Le guide alterne conseils de sécurité (passages de frontières, comportement face à la police, contacts en Turquie), références religieuses et mémos pratiques, comme le contenu idéal d’un sac à dos. Avec, en prime, des stéréotypes en tous genres : « Pour les vêtements, n’emportez que le strict minimum (okay, des sœurs se sont évanouies en lisant ça…) ».
Comme n’importe quel guide de voyage, celui de l’Etat islamique a même la fibre écolo : « Ce n’est pas parce que vous émigrez qu’il faut salir la Terre d’Allah. » Il conseille donc d’utiliser des chargeurs à énergie solaire pour recharger son lecteur MP3 « ce qui, en minimisant le gaspillage et la pollution, vous apportera œuvre méritoire et bonnes actions (en prévision du Jugement dernier)… »
Toujours plus de combattants occidentaux
Si le ton se veut parfois « léger », cet énième outil de propagande s’insère dans le contexte d’un afflux de combattants occidentaux qui ne se tarit pas, et dont l’EI a fait l’une des pierres angulaires de sa stratégie.

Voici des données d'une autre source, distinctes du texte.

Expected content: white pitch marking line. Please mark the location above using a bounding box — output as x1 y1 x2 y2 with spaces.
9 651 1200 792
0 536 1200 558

Dans son dernier numéro d’avril, la revue trimestrielle en langue française de l’EI, Dar Al-Islam, insistait encore : « La Hijrah (l’émigration) est une nécessité pour le musulman afin qu’il ne vive pas au milieu des nations injustes qui désobéissent à leur seigneur et encourent ainsi sa colère. »
Quelque 4 000 combattants occidentaux ou originaires de pays occidentaux se battraient en Irak et en Syrie, selon les dernières estimations de l’Institut international d’études sur la radicalisation et de la violence politique (ICSR). Début mars, le premier ministre, Manuel Valls déclarait craindre que ce chiffre grimpe à « 5 000 avant l’été et sans doute 10 000 avant la fin de l’année ».
La publication de Hijrah to the Islamic State a donc été prise au sérieux par Scotland Yard, qui le considère comme une « menace ». Concerné par le départ de 500 à 700 nationaux partis se battre dans les rangs djihadistes en Irak et en Syrie, le Royaume-Uni a été particulièrement ébranlé en mars par la fugue de trois adolescentes de 15 et 16 ans parties ensemble rejoindre l’EI via la Turquie.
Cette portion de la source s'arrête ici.